K. Doering, D. C. Van Aken, Missouri University of Science and Technology, Rolla, MO; R. L. Hanks, K. A. Young, R. J. Lederich, Advanced Manufacturing R&D, Boeing Phantom Works, St. Louis, MO
Machining of titanium to less than 0.080 thickness is required to take full advantage of titanium's specific properties and make it competitive with other materials. These pocketed machined parts are often composed of thin rib-stiffeners coupled to a thin floor or web. As the machined thickness is decreased, machining has the potential to alter both static and fatigue properties as a result of surface deformation and residual stress. In this paper, Ti-6Al-4V plate was machined to various thicknesses (0.020 to 0.120) to determine the change in static and dynamic properties. The most notable change in static properties with thickness is a loss of tensile ductility (~25% decrease) at gages thinner than 0.080. A loss in ultimate tensile strength was observed at a gage thickness less than 0.040. Fatigue performance was investigated using three different testing configurations on materials that had a nominal thickness of either 0.030 or 0.080. A rib-stiffener machining practice was used to produce the axial fatigue specimens. The fatigue strength at 10^6 cycles of the 0.030 thick gage was approximately 7% lower than the 0.080 thick gage specimens and the thinner gage specimens had lower cyclic life at the higher stress ranges, which corroborates the lower ductility observed in static tests. Bending fatigue studies using Krouse-type specimens are being conducted to better assess the effects of machining on the surface. These tests are being conducted using a servohydraulic test frame in load control. Sub-component testing on a 0.030 nominal thickness pocketed web and rib specimen with 0.120 fillet radius was also conducted to quantify the performance improvement resulting from hand blending the machined surface. Finite element analysis was used to determine the surface stress as a function of applied load; and, modeling and test results will be presented at the conference.

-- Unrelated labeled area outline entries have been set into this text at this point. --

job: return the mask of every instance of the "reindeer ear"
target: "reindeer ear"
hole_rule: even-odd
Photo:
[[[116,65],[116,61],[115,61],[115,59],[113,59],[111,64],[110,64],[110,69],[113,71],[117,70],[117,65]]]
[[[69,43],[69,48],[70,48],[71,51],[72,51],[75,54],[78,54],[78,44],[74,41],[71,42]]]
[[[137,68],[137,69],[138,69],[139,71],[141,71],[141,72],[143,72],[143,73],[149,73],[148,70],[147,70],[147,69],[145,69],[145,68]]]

Summary: Machining of titanium to less than 0.080 thickness is required to take full advantage of titaniums specific properties and make it competitive with other materials. These pocketed machined parts are composed of thin rib-stiffeners coupled to a thin floor or web. As the machined thickness is decreased, machining has the potential to alter both static and fatigue properties as a result of surface deformation and residual stress. For example, the compressive residual stress of the machined floor is greater than the rib-stiffener, which is a result of a difference in cutting tool surface used during finish machining.
In this paper, Ti-6Al-4V plate was machined to various thicknesses (0.020 to 0.120) to determine the change in static and dynamic properties. A rib-stiffener machining practice was used to produce the various gage thicknesses. The most notable change in static properties with thickness is a loss of tensile ductility (~25% decrease) at gages thinner than 0.080. A loss in ultimate tensile strength was observed at a gage thickness less than 0.040.
Fatigue performance was investigated using three different testing configurations on materials that had a nominal thickness of either 0.030 or 0.080. A rib-stiffener machining practice was used to produce the axial fatigue specimens. Water-jet cutting was used to produce an hourglass shape with radii of 2 inches and gage width of 0.25 inches that resulted in an edge stress concentration factor of 1.04. All specimen edges were polished after water-jet cutting to remove surface damage from the abrasive cutting. Fatigue tests were performed in load control with R(Smin/Smax) = 0.1 and using a sinusoidal waveform at 10 Hz. The fatigue strength at 10^6 cycles of the 0.030 thick gage was approximately 7% lower than the 0.080 thick gage specimens and the thinner gage specimens had lower cyclic life at the higher stress ranges, which corroborates the lower ductility observed in static tests. Most of the axial fatigue failures initiated at the specimen edge, but approximately 35% initiated at the machined surface. Bending fatigue studies using Krouse-type specimens are being conducted to better assess the effects of fatigue crack nucleation on the machined surface. Sub-component testing on a 0.030 nominal thickness pocketed web and rib specimen with 0.120 fillet radius was also conducted to quantify the performance improvement resulting from hand blending the machined surface. Finite element analysis was used to determine the surface stress as a function of applied load; and, the results from modeling and testing will be presented at the conference.